Sağlıklı Cinselliğin Olmadığı Evlilikler Sağlıklı Sürdürülemez!
“Neredeyse aylardır cinsel birlikteliğimiz yok. Bu, birbirimizi sevmediğimiz ya da iyi anlaşamadığımız anlamına gelmiyor. Aslında düzgün bir evliliğimiz var ama iş hayatı ve çocuklar bizi öylesine yoruyor ki baş başa kalacak fırsat bulamıyoruz, nadiren bulsak bile uyuyup, dinlenmekten başka bir şey yapamıyoruz.“ gibi yakınmaları her geçen gün daha fazla duymaya başladık. Cinsellik barındırmayan evlilik olur mu?
Sanılandan çok daha fazla sayıda çiftin cinsel sorun yaşadığını belirten TERAPİDER (Aile Terapileri ve Terapistleri Derneği) Genel Başkanı Uzm. Dr. Taner CANATAR; ‘Cinsellik, günümüzde hâlâ tabu olarak görüldüğü için cinsel sorunlar çok fazla dile getirilmiyor. Ülkemizde cinsel hayatı aktif olan her on erkekten yedisi, her on kadından da sekizi hayatlarının bir döneminde cinsel işlev bozukluğu yaşıyor. Oysa sağlıklı ve mutlu bir evlilik için cinsellik vazgeçilmez bir unsurdur. Kadın ve erkeği çift yapan aradaki cinselliktir. Dokunma ve fiziksel yakınlık, insanın temel ihtiyaçlarından biridir ve bunların karşılanmadığı evliliklerde başka sorunların ortaya çıkması kaçınılmazdır.
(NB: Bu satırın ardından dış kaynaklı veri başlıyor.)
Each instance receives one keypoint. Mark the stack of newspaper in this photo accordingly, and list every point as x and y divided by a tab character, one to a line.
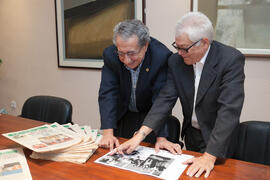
59	142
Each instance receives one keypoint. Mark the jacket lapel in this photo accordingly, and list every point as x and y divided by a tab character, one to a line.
208	74
186	77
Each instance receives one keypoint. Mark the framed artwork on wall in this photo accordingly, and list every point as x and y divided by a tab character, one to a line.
243	24
85	28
Ancak ne olursa olsun cinsel yaşam sekteye uğradı diye, evliliği bitirmek veya aldatmak kesinlikle doğru değildir. Önemli olan, cinsel ilginin neden azaldığını ortaya çıkarmak ve ortaya çıkan problemi çiftlerin birinden kaynaklanan bir sorun gibi değil de ‘bizim sorunumuz’ şeklinde algılamak ve sabırlı olmaktır.’ dedi.
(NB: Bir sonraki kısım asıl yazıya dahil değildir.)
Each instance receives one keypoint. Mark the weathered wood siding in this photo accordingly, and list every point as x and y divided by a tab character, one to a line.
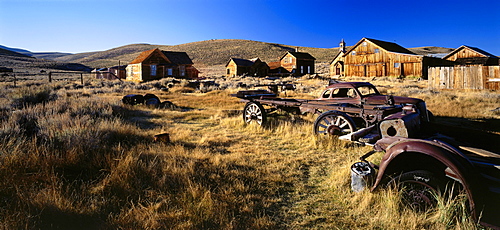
464	53
369	60
289	62
465	77
231	69
134	72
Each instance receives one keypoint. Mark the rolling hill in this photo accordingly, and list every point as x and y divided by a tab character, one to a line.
215	52
24	63
203	53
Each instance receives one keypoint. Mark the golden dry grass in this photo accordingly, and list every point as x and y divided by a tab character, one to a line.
79	159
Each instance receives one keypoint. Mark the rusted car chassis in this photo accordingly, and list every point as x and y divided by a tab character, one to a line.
342	107
417	158
423	165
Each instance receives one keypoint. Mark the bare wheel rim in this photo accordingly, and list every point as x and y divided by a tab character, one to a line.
253	113
334	124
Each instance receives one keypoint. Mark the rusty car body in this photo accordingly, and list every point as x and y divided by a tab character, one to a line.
343	107
425	163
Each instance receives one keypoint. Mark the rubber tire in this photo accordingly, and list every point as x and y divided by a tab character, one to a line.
419	189
254	110
318	122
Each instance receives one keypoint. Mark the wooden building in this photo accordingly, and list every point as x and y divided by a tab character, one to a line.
252	67
337	64
156	64
473	69
111	73
466	55
298	63
375	58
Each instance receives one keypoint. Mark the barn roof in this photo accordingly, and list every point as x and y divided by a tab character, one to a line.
180	58
143	56
388	46
480	51
274	64
242	62
300	55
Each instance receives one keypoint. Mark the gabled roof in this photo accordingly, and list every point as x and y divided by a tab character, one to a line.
387	46
146	54
300	55
477	50
241	62
274	64
180	58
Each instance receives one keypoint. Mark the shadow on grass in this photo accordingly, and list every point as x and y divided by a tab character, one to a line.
481	133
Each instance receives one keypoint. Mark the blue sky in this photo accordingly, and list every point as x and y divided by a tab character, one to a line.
93	25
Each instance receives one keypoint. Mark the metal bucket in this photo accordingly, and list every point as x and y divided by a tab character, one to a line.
362	175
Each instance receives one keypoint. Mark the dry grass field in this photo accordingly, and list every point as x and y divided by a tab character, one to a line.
74	157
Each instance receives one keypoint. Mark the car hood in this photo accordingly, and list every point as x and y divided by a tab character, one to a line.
382	99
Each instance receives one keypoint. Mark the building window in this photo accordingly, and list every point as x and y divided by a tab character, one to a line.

Çiftlerin cinsel hazlarını canlandıramazlarsa birbirlerinden uzaklaşabileceklerini ya da kopabileceklerini ifade eden Dr. CANATAR; ‘Çiftlerde cinsel isteğin ve arzunun azalmasının; fiziksel, psikolojik, ilişki sorunları, bağlanma ve yakınlaşma korkusu, eğitim eksikliği ve cinsel mitler vb. bir çok nedeni olabilir. İlişkinin başında hissedilen tutkunun zamanla azalması nedeniyle, ilişki sıklığı da azalmaya başlar. Azalan cinsel isteğin tedavisi de ortaya çıkaran nedene göre farklılık gösterir. Böyle bir durumla karşılaşmamak ya da karşılaşılan durumdan kurtulmak için eşlerin, ilişkiyi ve arzuyu artırıcı davranışlarda bulunmalarında fayda vardır; Mutlu bir cinsel yaşamda, eşler arasında sadece onlara özgü bir dil olmalıdır. Çiftlerin her biri neyi sevip neyi sevmediğini rahatlıkla söyleyebilmeli ve anlayışla karşılanmalıdır. Çiftler birbirini kıyaslamamalı ve eleştirmemelidir. Her eş, birliktelik süresince ilişkiyi canlı tutacak söz ve davranışlarda bulunmalı, sağlıklı bir iletişim kurabilmek için çaba harcamalı, gerekiyorsa da bir uzmandan yardım alınmalıdır. Mutlu bir cinsel yaşamı istemek ve yaşamak herkesin hakkıdır. Unutmayınız ki çocuklar ayaktayken anne-baba, uyudukları zaman ise karı-koca olmayı başaramayan çiftlerin, sağlıklı ve doyumlu bir evlilik yaşantısı sürdürebilmesi mümkün değildir. Dolayısı ile de sağlıksız ailelerin, sağlıksız çocuklar yetiştirmeleri kaçınılmaz olacaktır.’ dedi.